Ischemia-reperfusion injury (IRI) after lung transplantation mainly contributes to the development of primary graft dysfunction. The Sprouty-related EVH1-domain-containing (SPRED) protein family inhibits the mitogen activated protein kinase/extracellular-signal-regulated kinase (MAPK/ERK) pathway. Our study was aimed at examining the role of SPRED2 in IRI in mice that received orthotopic lung transplantation. Syngeneic mouse lung transplantation was performed in wild-type C57BL/6 J (WT) mice and Spred2 knockout (Spred2−/−) mice on the C57BL/6 J background from the WT donor. Four hours after reperfusion, blood gas analysis was performed, and lung grafts were sacrificed and analyzed. By using arterial oxygen tension measurements and histological evaluation using Lung Injury Score, we revealed more severe IRI in the grafts transplanted to Spred2^−/− recipients, which manifested as exacerbated airway epithelial cell damage, interstitial edema with hemorrhage and neutrophil infiltration. Intragraft ERK1/2 activation and expression levels of proinflammatory cytokines and chemokines in Spred2^−/− recipients were higher than those in WT recipients. SPRED2 plays an important role in protecting the lungs from IRI in lung transplantation recipients. We suggest that focused treatments suppressing the activity of the MAPK/ERK pathway in transplantation recipients could be the potential therapeutic option for the prevention of lung IRI.

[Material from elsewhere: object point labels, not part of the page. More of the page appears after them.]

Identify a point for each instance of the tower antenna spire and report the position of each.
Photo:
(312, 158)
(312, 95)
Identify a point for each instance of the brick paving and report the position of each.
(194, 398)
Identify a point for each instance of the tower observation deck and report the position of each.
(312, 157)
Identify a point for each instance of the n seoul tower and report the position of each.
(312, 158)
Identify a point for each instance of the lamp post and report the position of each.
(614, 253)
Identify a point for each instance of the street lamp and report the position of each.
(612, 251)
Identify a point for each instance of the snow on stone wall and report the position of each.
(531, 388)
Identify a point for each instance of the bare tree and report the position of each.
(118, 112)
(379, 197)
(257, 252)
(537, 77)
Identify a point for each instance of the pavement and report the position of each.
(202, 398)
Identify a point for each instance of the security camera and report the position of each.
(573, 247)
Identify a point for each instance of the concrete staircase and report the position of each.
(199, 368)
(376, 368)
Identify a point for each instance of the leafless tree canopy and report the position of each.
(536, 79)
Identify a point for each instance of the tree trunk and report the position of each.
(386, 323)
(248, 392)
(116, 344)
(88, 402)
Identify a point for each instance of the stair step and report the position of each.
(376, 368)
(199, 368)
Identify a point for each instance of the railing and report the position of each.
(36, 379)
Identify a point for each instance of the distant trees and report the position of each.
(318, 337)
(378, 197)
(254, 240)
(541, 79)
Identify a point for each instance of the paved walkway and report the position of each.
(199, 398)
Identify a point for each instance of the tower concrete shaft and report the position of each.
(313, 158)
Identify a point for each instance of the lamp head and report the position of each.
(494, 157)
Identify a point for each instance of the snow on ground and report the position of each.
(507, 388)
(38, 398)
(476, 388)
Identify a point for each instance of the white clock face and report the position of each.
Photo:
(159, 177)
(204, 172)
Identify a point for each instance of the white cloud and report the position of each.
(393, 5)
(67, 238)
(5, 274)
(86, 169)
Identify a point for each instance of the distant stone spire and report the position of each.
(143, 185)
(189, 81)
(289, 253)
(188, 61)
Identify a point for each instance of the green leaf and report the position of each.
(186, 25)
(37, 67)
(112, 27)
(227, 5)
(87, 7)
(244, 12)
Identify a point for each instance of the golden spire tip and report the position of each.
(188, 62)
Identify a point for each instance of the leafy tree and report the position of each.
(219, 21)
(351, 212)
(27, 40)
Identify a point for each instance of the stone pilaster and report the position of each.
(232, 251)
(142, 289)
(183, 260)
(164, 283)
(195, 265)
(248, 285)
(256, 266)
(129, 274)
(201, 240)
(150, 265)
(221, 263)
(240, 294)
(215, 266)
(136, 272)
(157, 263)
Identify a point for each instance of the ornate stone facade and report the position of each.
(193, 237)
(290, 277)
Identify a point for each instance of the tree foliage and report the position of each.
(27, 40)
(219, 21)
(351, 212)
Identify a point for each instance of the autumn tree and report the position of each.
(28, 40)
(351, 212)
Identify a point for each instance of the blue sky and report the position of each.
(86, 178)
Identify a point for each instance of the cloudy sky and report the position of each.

肺移植后的缺血再灌注损伤（IRI）主要导致原发性移植物功能障碍的发展。含Sprouty相关EVH1域的蛋白家族（SPRED）抑制有丝分裂原激活的蛋白激酶/细胞外信号调节激酶（MAPK / ERK）途径。我们的研究旨在检查SPRED2在接受原位肺移植的小鼠IRI中的作用。在野生型C57BL / 6 J（WT）小鼠和Spred2基因敲除（Spred2-/-）小鼠中，在野生型C57BL / 6 J背景下进行了同种小鼠肺移植。再灌注后四小时，进行血气分析，并处死肺移植物并进行分析。通过使用动脉血氧分压测量和使用肺损伤评分的组织学评估，我们发现移植于Spred2 ^-/-受体，表现为气道上皮细胞损伤加剧，间质性水肿伴出血和中性粒细胞浸润。移植物内ERK1 /在促炎细胞因子和趋化因子2的活化和表达水平SPRED2 ^{- / -}收件人均较WT收件人更高。SPRED2在保护肺移植受者的IRI中起着重要的作用。我们建议在移植受者中抑制MAPK / ERK途径活性的集中治疗可能是预防肺IRI的潜在治疗选择。